Je me retournai et regardai mon propre reflet. Personne d’autre n’entamerait son service de sitôt, alors j’avais le vestiaire pour moi toute seule et je pouvais m’observer sans que personne ne me voie.
Mes longs cheveux blonds ondulés étaient lâchés, comme d’habitude, et l’on aurait dit que je rentrais de la plage. Pas étonnant que Tommy m’ait draguée. Je devais bien admettre que mes cheveux avaient rarement été aussi sexy, et je souris. Mes yeux noisette teintés de vert semblaient légèrement mystérieux et sortaient juste assez de l’ordinaire pour que l’on me fasse souvent des compliments à ce sujet, surtout à la lumière tamisée du club. Les appliques murales, le bar et les lumières des tables les illuminaient juste assez pour qu’ils scintillent. On m’avait souvent dit qu’ils étaient fascinants, et j’essayais toujours de me maquiller les yeux dans des tons verts et dorés pour accentuer cette impression.
Mes pommettes hautes, héritées de ma grand-mère, ne gâchaient rien. Je n’avais pas besoin de jouer avec des poudres de soleil pour les mettre en valeur, et j’étais reconnaissante à la génétique. Un grain de beauté au-dessus de ma lèvre supérieure m’avait ennuyée lorsque j’étais petite, mais à présent, c’était le genre de détail provocateur sur lequel les hommes et les femmes me complimentaient sans arrêt.
Je me levai et fronçai les sourcils. La seule chose que j’aurais bien changée, c’était ma taille. Du haut de mon mètre soixante-deux, j’étais l’une des plus petites employées du bar, et je devais laisser Suzy atteindre les étagères à ma place. Mais mon poids était bien proportionné et mes hanches me donnaient des courbes qui attiraient l’œil de beaucoup de monde. Mais c’étaient mes seins qui avaient la part belle. J’étais peut-être du genre menu, avec mes cinquante-cinq kilos, mais j’étais très fière de montrer mon bonnet C où que j’aille.
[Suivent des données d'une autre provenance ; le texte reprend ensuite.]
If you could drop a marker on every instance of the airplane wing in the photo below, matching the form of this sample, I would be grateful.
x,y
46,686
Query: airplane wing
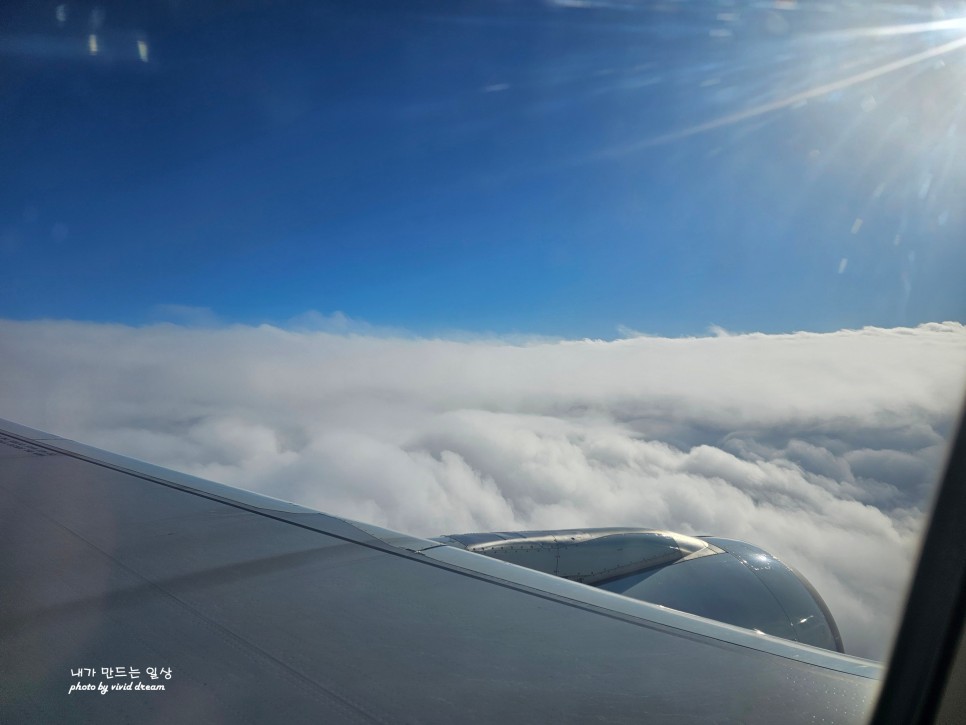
x,y
249,609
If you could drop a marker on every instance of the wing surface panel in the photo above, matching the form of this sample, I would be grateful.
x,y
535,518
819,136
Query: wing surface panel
x,y
274,614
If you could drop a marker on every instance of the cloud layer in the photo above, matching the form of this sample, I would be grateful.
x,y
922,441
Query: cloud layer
x,y
822,448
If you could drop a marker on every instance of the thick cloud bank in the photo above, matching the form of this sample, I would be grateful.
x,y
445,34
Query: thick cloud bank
x,y
819,447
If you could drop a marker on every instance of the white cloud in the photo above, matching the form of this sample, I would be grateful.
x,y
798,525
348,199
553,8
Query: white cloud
x,y
819,447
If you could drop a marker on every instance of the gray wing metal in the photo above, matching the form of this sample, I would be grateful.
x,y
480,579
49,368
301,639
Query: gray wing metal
x,y
264,611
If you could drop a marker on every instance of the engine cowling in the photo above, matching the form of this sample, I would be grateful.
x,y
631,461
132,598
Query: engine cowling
x,y
722,579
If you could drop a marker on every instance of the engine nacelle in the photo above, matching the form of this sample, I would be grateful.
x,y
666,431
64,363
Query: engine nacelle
x,y
722,579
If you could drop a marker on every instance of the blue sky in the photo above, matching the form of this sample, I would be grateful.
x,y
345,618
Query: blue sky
x,y
507,167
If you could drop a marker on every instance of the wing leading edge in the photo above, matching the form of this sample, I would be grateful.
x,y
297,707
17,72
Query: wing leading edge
x,y
262,609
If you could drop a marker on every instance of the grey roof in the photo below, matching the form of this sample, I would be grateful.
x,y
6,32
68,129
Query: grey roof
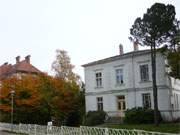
x,y
118,57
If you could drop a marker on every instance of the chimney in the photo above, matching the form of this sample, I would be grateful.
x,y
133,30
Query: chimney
x,y
17,59
27,58
6,63
121,49
136,46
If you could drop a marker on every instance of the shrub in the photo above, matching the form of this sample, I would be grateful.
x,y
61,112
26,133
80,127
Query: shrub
x,y
95,118
140,115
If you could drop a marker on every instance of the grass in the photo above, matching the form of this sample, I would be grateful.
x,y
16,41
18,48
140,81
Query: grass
x,y
163,127
11,132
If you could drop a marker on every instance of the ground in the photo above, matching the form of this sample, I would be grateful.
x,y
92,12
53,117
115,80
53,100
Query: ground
x,y
163,127
6,133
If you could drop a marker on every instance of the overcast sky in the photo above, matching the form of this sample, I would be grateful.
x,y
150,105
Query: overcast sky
x,y
87,29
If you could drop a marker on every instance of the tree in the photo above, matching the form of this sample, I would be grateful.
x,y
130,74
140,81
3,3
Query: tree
x,y
153,30
26,98
63,67
39,99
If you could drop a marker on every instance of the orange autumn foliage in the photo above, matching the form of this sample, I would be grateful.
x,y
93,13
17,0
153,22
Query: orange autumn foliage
x,y
26,91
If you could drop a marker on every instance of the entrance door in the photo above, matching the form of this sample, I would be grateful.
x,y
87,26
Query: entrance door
x,y
121,104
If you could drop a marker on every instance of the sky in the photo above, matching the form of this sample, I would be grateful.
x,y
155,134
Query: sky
x,y
88,30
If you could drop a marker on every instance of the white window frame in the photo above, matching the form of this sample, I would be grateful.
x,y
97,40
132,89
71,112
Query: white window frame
x,y
119,76
99,103
98,79
146,100
144,72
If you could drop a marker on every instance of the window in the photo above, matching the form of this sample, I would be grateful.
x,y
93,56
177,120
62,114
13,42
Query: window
x,y
121,103
119,76
144,72
99,103
146,100
98,79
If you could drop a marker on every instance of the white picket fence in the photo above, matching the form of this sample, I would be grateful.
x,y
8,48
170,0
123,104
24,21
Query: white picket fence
x,y
32,129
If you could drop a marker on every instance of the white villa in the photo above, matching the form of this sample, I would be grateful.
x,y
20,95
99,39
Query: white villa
x,y
124,81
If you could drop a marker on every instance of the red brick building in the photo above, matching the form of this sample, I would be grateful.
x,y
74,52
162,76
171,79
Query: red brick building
x,y
19,68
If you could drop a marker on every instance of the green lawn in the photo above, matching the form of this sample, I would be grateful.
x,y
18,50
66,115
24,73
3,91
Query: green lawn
x,y
163,127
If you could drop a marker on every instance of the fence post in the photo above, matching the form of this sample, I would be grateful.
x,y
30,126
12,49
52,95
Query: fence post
x,y
106,131
35,129
19,127
29,128
80,130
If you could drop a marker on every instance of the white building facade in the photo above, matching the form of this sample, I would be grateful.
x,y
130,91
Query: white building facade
x,y
124,81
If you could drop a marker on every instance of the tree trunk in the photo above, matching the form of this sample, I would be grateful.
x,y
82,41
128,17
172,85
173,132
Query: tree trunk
x,y
155,94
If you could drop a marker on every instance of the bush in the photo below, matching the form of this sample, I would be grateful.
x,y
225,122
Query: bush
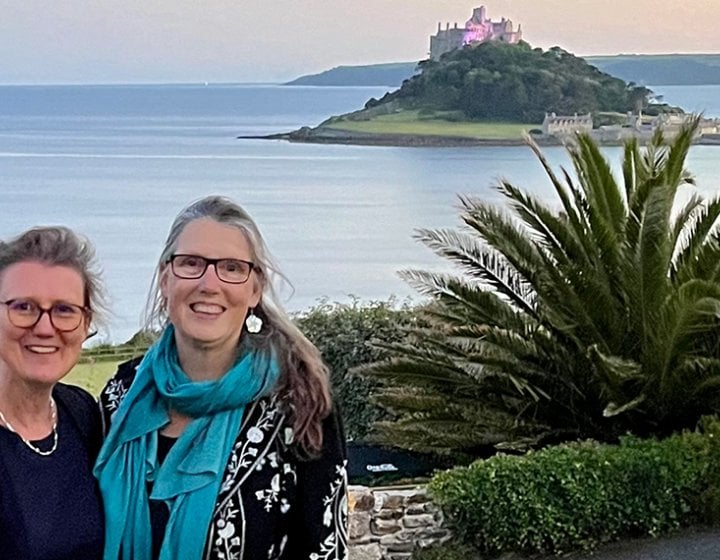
x,y
344,334
577,495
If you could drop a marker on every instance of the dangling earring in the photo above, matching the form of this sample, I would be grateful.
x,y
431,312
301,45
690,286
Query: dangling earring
x,y
253,322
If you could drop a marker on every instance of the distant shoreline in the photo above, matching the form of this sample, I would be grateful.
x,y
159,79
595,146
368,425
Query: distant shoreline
x,y
322,135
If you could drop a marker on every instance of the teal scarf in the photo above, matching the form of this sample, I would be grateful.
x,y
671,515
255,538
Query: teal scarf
x,y
190,476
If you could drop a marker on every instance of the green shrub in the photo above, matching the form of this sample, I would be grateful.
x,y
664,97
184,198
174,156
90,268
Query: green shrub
x,y
344,334
446,551
577,495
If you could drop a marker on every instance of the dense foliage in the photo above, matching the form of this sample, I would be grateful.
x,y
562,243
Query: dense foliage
x,y
577,495
588,321
517,83
344,335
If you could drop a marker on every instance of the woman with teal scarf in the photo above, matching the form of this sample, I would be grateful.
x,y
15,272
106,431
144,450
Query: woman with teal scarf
x,y
221,442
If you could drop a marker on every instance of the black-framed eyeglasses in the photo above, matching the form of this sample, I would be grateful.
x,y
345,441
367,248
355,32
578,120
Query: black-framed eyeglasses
x,y
26,313
191,267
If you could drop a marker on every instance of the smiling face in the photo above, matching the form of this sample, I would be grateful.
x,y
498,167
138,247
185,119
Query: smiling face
x,y
206,312
40,355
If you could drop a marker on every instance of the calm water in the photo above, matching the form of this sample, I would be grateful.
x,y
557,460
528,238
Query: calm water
x,y
118,162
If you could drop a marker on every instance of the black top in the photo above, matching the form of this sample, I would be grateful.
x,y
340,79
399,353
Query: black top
x,y
159,511
50,507
273,503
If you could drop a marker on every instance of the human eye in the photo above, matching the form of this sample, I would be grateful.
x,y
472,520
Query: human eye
x,y
24,306
189,261
236,267
65,310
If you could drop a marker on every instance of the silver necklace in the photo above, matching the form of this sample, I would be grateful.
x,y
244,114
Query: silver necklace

Le club nous autorisait, Suzy et moi, à porter nos propres vêtements au lieu de l’uniforme standard du club, et nous choisissions généralement des débardeurs ou des tee-shirts moulants et très décolletés. C’était l’un des avantages de notre travail ‒ nous pouvions nous amuser, et la plupart du temps, nous ne remarquions même pas que nous travaillions.
Je lissai ma propre minijupe et je me tournai pour regarder mes fesses.
— Tu as un c*l magnifique, me dis-je en riant avant de me diriger vers le bar pour une nouvelle soirée au Club V.